Zittern, Übelkeit, feuchte Hände, Herzrasen, Ängstlichkeit, Probleme beim Sprechen, Appetitlosigkeit: Was sich liest wie eine Liste von Nebenwirkungen aus der Packungsbeilage, ist nur eine kleine Auswahl von möglichen Anzeichen für eine Verliebtheit. Verliebt zu sein, das bedeutet Ausnahmezustand im Körper.
Die Gedanken kreisen gefühlt nur noch um diesen einen Menschen und wir schauen auch nicht ganz so kritisch auf dessen Schwächen. Wir fühlen uns unbeschwert und frei, manchmal unbesiegbar sogar, und wir werden auch ein bisschen leichtsinnig. Verliebt zu sein, das bedeutet Rausch.
Verliebtsein: Was ist das genau?
Verliebtsein ist Biochemie. Und das kann man sogar im Gehirn nachweisen: Nervenbotenstoffe sorgen für Kirmes im Kopf. Vereinfacht gesagt übertragen Nervenbotenstoffe Informationen. Sie docken an bestimmten Rezeptoren an und sagen einer Nervenzelle, was sie zu tun hat.
Beim Verliebtsein ist das Glückshormon Dopamin ganz vorne mit dabei. Es flutet regelrecht unsere Kommandozentrale im Kopf. Aber auch Adrenalin wird ausgeschüttet und sorgt für Aufregung und Erregung. Gleichzeitig sinkt der Serotoninspiegel und alles in allem kann das dazu führen, dass wir nicht mehr ganz klar denken und uns anders verhalten als üblich.

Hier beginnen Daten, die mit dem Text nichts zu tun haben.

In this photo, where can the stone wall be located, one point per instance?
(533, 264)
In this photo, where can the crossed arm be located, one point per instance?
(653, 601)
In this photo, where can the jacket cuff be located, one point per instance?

Verliebt zu sein, das ist am Ende ein biochemischer Zustand. Bleibt der aufputschende Hormoncocktail plötzlich aus, etwa bei einer Trennung in der Phase des Verliebtseins, dann fühlt sich das an wie ein Drogenentzug.
Geht das Verliebtheitsein wieder weg?
Auf Dauer hält der Körper diesen Ausnahmezustand nicht aus. Deswegen pegeln sich die Hormone nach und nach wieder auf einen Normalzustand ein. Möglich, dass nach ein paar Monaten oder wenigen Jahren die Verliebtheitsgefühle verpuffen. Oder sie gehen in eine tiefere Form der Liebe über. Diese ist gekennzeichnet von einem höheren Level an Oxytocin, auch Kuschel- oder Bindungshormon genannt. Es wird beim Sex ausgeschüttet, aber zum Beispiel auch beim Stillen.
„Wie Hormone ganz genau arbeiten, das hat man noch nicht herausgefunden“, sagt Dr. Oliver Dierssen. Dierssen ist Kinder- und Jugendpsychiater und hat die Frage nach dem Verliebtsein im Kinderpodcast Kakadu für die elfjährige Anouk beantwortet.
Erwachsene denken bei der Frage nach dem „Warum?“ vielleicht als Erstes an Fortpflanzung. Monogamie ist in der Natur aber ein eher seltenes Phänomen: Sex funktioniert auch ohne Verliebtsein hervorragend. Und nicht alle Verliebten haben auch Lust auf Nachwuchs.
Warum verlieben wir uns?
Forschende gehen davon aus, dass das Verliebtsein eine Art Brücke zwischen den Menschen ist. So banal es klingt: Damit wir uns lieben können, müssen wir einander kennen. Und beim Kennenlernen hilft das Verliebtsein. Normalerweise halten Menschen intuitiv eine gewisse Distanz zueinander ein. Wir können nicht immer wissen, ob uns das Gegenüber wohlgesonnen ist, und wollen nicht gleich jede und jeden nah an uns heranlassen. Sind wir hingegen verliebt, suchen wir die Nähe eines anderen Menschen, begegnen ihm wohlgesonnen und möchten mehr über ihn erfahren. Und mit etwas Glück entsteht eine echte Bindung. Einen "Spezialtrick unserer Seele und unseres Körpers" nennt Dierssen das im Kakadu-Podcast.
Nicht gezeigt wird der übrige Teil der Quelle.